The FTC's astroturfing charges stemmed from a January 2012 email sent by Deutsch L.A. to employees, requesting that they tweet about the $250 gaming console.
“To generate buzz around the launch of the device, the PS Vita ad campaign will incorporate a #GAMECHANGER hashtag into nearly all creative executions,” the email allegedly said. “The campaign starts on February 13th, and to get the conversation started, we're asking YOU to Tweet about the PlayStation Vita using the #GAMECHANGER hashtag.”
The FTC alleged that employees subsequently used their personal Twitter accounts to make positive posts about the PS Vita.
For instance, one employee allegedly tweeted, “Got the chance to get my hands on a PS Vita and I'm amazed how great the graphics are. It’s definitely a #gamechanger!” according to the FTC.
The FTC alleged that the Twitter initiative was deceptive because the employees didn't indicate in their tweets that they worked for Deutsch. “This fact would have been material to consumers in their purchasing decision regarding the PS Vita,” the FTC says in its complaint. “The failure to disclose this fact, in light of the representation made, was, and is, a deceptive practice.”
Regulators also charged the agency with creating ads misleading television ads, which allegedly indicated that users would be able to pause games on PS3 consoles and pick up where they left off on the PS Vita.
Deutsch “failed to disclose that, to use this feature, consumers must own two versions of the same game for each console,” the FTC alleges. “This fact would be material to consumers in their purchase and use of the PS Vita. The failure to disclose this fact, in light of the representation made, was, and is, a deceptive practice.”
Sony also was charged with deceiving consumers in its ads for the PS Vita. The company agreed to offer refunds of either $25 cash or a $50 voucher for merchandise.
Deutsch agreed to settle all charges against it by promising that it won't in the future misrepresent the features of handheld gaming consoles. The agency also promised to disclose any material connections between an endorser of a videogame or gaming console and the marketer.
Not everyone thinks the FTC's complaint made out an iron-clad case against the ad agency.
Santa Clara University law professor Eric Goldman points out that the positive tweets by employees might have reflected their honest opinions — in which case the FTC's stance could mark an incursion on the employees' free-speech rights.
“The complaint seems to suggest these people could never tweet the hashtag #gamechanger without it being an ad,” Goldman says. But, he said, the allegations are consistent with other FTC statements condemning astroturfing. “The FTC hates inauthentic online content,” he says.

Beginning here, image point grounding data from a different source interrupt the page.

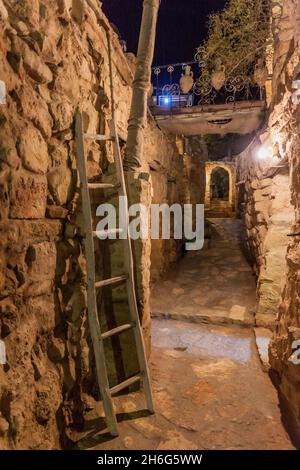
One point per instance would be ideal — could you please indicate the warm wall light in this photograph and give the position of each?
(264, 152)
(276, 151)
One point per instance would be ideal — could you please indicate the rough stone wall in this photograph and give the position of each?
(53, 58)
(166, 167)
(272, 206)
(284, 119)
(268, 214)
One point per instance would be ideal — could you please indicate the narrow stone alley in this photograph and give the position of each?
(210, 389)
(214, 285)
(123, 127)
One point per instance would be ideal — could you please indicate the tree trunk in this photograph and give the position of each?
(141, 86)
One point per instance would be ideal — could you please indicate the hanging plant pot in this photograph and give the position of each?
(187, 80)
(218, 76)
(260, 74)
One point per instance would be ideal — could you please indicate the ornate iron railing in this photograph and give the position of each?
(192, 84)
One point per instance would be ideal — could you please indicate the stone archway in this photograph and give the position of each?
(225, 199)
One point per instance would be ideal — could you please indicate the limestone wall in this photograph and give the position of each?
(284, 120)
(53, 58)
(270, 203)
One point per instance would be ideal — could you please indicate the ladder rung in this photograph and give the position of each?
(100, 137)
(112, 231)
(102, 186)
(125, 384)
(111, 281)
(118, 330)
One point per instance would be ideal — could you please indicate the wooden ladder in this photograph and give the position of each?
(98, 338)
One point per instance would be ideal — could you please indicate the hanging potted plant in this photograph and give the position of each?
(218, 76)
(187, 80)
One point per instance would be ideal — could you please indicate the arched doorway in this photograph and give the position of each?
(219, 185)
(220, 193)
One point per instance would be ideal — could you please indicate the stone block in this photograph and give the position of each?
(3, 12)
(35, 108)
(33, 64)
(28, 195)
(78, 10)
(62, 112)
(60, 184)
(33, 150)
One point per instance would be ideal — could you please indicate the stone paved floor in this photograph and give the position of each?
(215, 285)
(210, 393)
(209, 386)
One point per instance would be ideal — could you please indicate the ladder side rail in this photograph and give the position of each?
(93, 317)
(128, 255)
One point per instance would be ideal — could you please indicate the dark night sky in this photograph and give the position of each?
(181, 25)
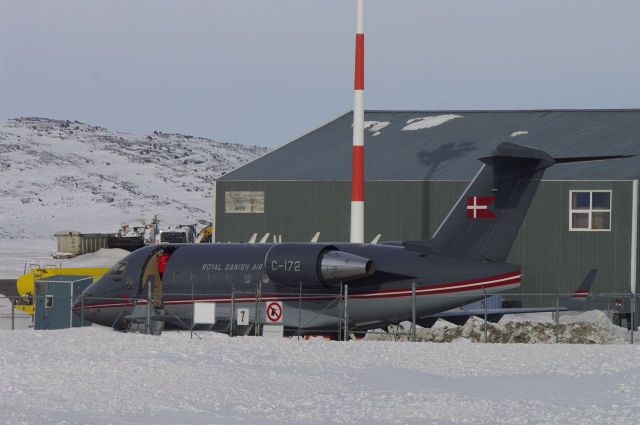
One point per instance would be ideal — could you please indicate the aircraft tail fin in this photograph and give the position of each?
(485, 221)
(576, 302)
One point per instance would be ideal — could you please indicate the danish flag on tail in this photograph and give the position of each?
(478, 207)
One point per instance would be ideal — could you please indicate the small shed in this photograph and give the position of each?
(54, 299)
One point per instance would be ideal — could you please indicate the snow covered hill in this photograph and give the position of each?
(66, 175)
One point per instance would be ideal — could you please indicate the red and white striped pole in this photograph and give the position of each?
(357, 170)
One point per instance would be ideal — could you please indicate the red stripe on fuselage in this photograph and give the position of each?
(468, 285)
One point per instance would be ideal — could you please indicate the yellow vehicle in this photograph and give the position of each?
(205, 234)
(27, 282)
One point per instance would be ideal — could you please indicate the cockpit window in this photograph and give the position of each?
(118, 269)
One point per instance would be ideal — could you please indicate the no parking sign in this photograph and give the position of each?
(274, 312)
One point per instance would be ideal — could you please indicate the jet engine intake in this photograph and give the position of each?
(314, 264)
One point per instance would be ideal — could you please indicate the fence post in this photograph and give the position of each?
(340, 311)
(299, 310)
(82, 309)
(346, 313)
(413, 311)
(633, 315)
(148, 321)
(557, 317)
(13, 314)
(256, 331)
(485, 313)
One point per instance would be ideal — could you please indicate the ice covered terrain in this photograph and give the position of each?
(97, 376)
(66, 175)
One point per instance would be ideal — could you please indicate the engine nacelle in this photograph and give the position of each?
(314, 264)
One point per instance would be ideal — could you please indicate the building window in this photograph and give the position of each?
(590, 210)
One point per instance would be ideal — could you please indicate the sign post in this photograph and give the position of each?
(273, 313)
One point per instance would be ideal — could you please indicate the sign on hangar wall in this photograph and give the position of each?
(244, 202)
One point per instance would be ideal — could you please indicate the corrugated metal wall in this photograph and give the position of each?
(552, 256)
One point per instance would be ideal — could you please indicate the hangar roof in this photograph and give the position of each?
(445, 145)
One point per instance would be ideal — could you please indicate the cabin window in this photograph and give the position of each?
(118, 269)
(590, 210)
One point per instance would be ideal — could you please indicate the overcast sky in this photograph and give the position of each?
(265, 72)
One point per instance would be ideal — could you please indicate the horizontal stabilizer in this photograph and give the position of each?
(571, 160)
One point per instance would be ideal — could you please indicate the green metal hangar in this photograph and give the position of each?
(417, 164)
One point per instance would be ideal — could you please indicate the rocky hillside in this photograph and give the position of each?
(66, 175)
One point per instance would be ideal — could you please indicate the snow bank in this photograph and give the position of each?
(376, 127)
(95, 375)
(428, 122)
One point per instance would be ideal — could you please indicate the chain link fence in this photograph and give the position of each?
(531, 318)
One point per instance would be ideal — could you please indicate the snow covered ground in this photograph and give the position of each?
(97, 376)
(16, 253)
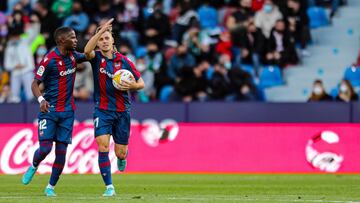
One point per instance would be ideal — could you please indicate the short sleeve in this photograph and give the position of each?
(132, 68)
(41, 70)
(80, 57)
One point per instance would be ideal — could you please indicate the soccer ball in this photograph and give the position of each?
(121, 75)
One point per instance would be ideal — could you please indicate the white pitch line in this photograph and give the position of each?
(192, 199)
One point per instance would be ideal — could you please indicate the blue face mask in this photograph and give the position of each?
(267, 8)
(3, 33)
(41, 51)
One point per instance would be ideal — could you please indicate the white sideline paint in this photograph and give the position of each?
(222, 198)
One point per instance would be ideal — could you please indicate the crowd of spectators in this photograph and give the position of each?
(185, 50)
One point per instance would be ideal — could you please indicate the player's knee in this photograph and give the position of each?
(103, 148)
(45, 150)
(121, 154)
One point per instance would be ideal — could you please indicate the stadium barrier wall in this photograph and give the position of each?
(329, 112)
(200, 147)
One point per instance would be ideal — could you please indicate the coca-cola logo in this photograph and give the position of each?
(323, 151)
(155, 133)
(81, 157)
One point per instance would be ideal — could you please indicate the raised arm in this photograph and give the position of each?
(90, 46)
(44, 105)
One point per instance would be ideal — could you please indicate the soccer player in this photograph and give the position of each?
(56, 117)
(112, 106)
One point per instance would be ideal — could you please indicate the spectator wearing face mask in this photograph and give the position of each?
(281, 47)
(157, 26)
(318, 92)
(78, 20)
(18, 60)
(266, 18)
(346, 92)
(181, 59)
(296, 16)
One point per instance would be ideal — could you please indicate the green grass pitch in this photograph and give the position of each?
(188, 188)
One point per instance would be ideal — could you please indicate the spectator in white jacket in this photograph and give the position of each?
(18, 60)
(266, 18)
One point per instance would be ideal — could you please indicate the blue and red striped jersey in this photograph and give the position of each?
(106, 96)
(57, 72)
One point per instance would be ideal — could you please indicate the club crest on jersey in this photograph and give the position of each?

The allegations relating to the content of TV ads aren't unprecedented, but the FTC doesn't bring those kinds of charges against agencies every time a marketer runs a problematic campaign, Goldman says.
He adds that the charges raise questions about whether agencies are in a position to question marketers' claims. “Do we really expect ad agencies to properly police what their advertisers are saying?” he asks.